Most, and possibly all wrong-patient errors are preventable, according to a recent report from ECRI Institute PSO in Plymouth Meeting, PA.
Errors in patient identification mistakes are usually discovered before they can harm the patient, but can result in patient deaths when they do cause harm, ECRI reports in The ECRI Institute PSO Deep Dive: Patient Identification. ECRI estimates that 9% of the events led to temporary or permanent harm or even death.

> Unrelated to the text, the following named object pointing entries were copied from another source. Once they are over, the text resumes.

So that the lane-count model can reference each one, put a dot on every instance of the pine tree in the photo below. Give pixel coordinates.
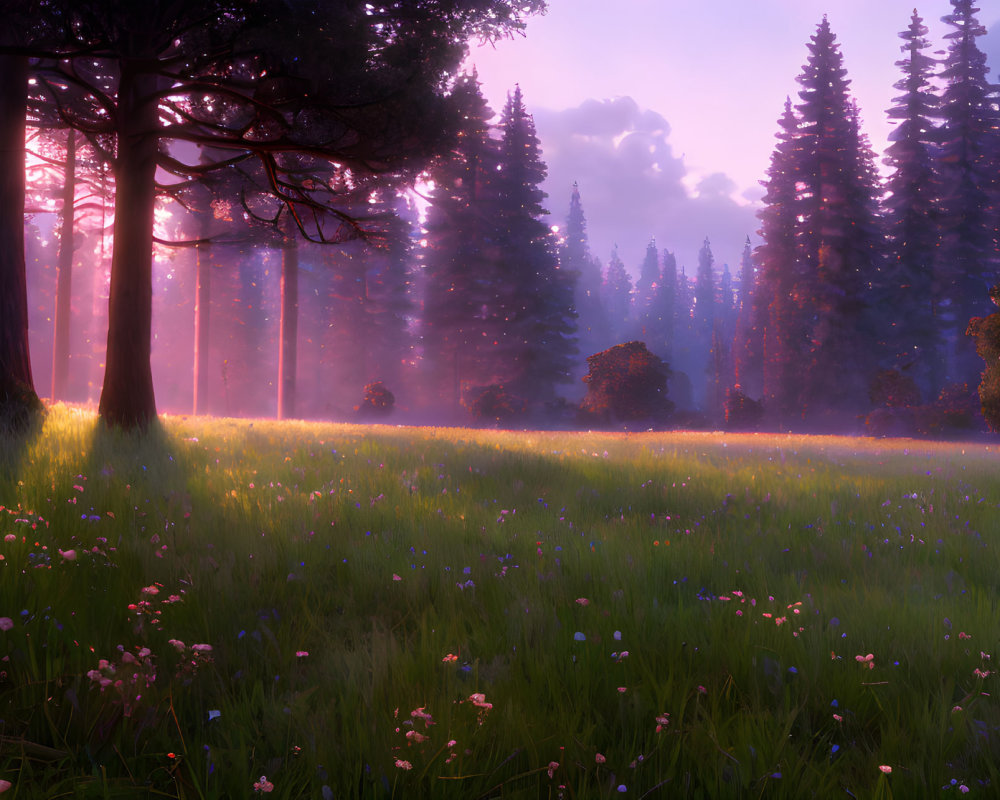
(645, 285)
(912, 220)
(822, 250)
(665, 309)
(617, 293)
(575, 257)
(460, 254)
(748, 341)
(535, 308)
(785, 342)
(968, 259)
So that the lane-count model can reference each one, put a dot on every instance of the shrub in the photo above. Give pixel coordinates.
(626, 383)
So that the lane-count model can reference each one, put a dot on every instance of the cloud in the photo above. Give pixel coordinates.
(634, 187)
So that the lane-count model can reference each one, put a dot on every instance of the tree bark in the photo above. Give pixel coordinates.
(16, 384)
(127, 399)
(288, 330)
(64, 281)
(202, 305)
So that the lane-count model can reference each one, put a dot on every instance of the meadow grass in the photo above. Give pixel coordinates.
(371, 611)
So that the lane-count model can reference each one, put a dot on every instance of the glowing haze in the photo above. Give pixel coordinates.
(665, 111)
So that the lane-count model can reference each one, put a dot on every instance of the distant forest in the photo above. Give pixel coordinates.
(373, 245)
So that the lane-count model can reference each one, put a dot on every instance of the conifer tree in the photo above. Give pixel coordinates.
(912, 220)
(460, 254)
(840, 238)
(968, 259)
(785, 343)
(575, 257)
(665, 309)
(748, 343)
(617, 291)
(704, 325)
(535, 297)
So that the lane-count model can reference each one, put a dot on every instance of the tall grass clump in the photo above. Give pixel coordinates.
(226, 609)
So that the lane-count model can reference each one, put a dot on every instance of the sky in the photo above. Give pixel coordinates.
(665, 111)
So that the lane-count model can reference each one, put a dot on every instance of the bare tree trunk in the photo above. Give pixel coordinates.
(202, 315)
(17, 389)
(127, 397)
(64, 281)
(288, 331)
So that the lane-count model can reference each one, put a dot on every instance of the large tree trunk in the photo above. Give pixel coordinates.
(288, 331)
(127, 399)
(64, 281)
(202, 314)
(17, 389)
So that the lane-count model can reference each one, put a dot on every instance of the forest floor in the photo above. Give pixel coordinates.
(226, 608)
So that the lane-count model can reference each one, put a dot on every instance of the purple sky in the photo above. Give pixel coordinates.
(665, 111)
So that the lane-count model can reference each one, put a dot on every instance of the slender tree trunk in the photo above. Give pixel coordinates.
(16, 385)
(288, 331)
(202, 302)
(127, 399)
(64, 281)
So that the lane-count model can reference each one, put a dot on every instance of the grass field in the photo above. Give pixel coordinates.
(227, 609)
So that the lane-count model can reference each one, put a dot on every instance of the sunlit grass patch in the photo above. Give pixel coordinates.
(367, 611)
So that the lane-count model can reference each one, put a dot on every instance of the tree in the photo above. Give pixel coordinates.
(253, 82)
(626, 383)
(911, 213)
(461, 250)
(704, 324)
(986, 332)
(840, 237)
(748, 342)
(968, 258)
(784, 333)
(617, 294)
(821, 252)
(575, 257)
(535, 297)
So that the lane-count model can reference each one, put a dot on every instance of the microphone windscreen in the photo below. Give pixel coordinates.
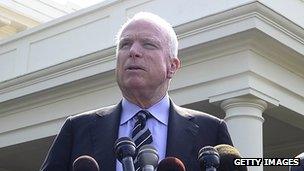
(147, 155)
(208, 158)
(85, 163)
(171, 164)
(227, 154)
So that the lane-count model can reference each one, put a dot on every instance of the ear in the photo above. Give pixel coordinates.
(174, 66)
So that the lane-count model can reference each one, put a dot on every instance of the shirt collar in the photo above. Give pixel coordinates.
(159, 110)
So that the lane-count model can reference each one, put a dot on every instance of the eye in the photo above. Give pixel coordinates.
(124, 44)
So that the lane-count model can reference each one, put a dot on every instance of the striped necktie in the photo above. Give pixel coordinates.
(141, 134)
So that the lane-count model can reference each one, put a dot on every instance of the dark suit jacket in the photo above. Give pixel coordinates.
(94, 133)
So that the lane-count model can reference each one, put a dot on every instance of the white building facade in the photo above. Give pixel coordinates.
(242, 60)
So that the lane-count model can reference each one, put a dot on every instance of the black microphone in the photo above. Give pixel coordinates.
(147, 158)
(208, 158)
(125, 150)
(171, 164)
(301, 166)
(85, 163)
(227, 155)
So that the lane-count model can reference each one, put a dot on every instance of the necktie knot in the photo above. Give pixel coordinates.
(142, 116)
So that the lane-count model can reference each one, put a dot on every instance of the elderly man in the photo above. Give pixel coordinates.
(146, 62)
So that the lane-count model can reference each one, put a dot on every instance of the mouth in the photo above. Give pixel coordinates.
(134, 68)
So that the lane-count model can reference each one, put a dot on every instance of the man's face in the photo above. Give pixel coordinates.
(143, 60)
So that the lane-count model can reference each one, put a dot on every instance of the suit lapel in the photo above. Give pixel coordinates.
(104, 134)
(182, 131)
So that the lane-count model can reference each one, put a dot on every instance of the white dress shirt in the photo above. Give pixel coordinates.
(158, 124)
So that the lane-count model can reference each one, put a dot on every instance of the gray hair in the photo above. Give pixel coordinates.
(166, 26)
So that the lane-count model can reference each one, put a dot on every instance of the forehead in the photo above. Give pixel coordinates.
(143, 29)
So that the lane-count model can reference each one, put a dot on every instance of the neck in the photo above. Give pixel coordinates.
(146, 100)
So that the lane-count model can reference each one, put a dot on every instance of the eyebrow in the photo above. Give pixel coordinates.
(129, 38)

The findings are based on thousands of patient error reports, according to a statement announcing the results. ECRI researchers studied more than 7,600 wrong-patient events occurring over a 32-month period. The events were voluntarily submitted by 181 healthcare organizations, and may represent only a small percentage of all wrong-patient events.
The following are some of the key findings:
- Patient identification errors can occur almost anywhere in the healthcare process, including patient registration, electronic data entry and transfer, medication administration, medical and surgical interventions, blood transfusions, diagnostic testing, patient monitoring, and emergency care.
- Errors occur in every healthcare setting, from hospitals and nursing homes to physician offices and pharmacies.
- Any healthcare professional or staff member can make a wrong-patient error.
- In many cases, the patient identification error affects two or more people. ECRI cites the example of a patient receiving a medication intended for another patient. In that case, both patients can be harmed.
A summary of the report is available at: www.ecri.org/patientid.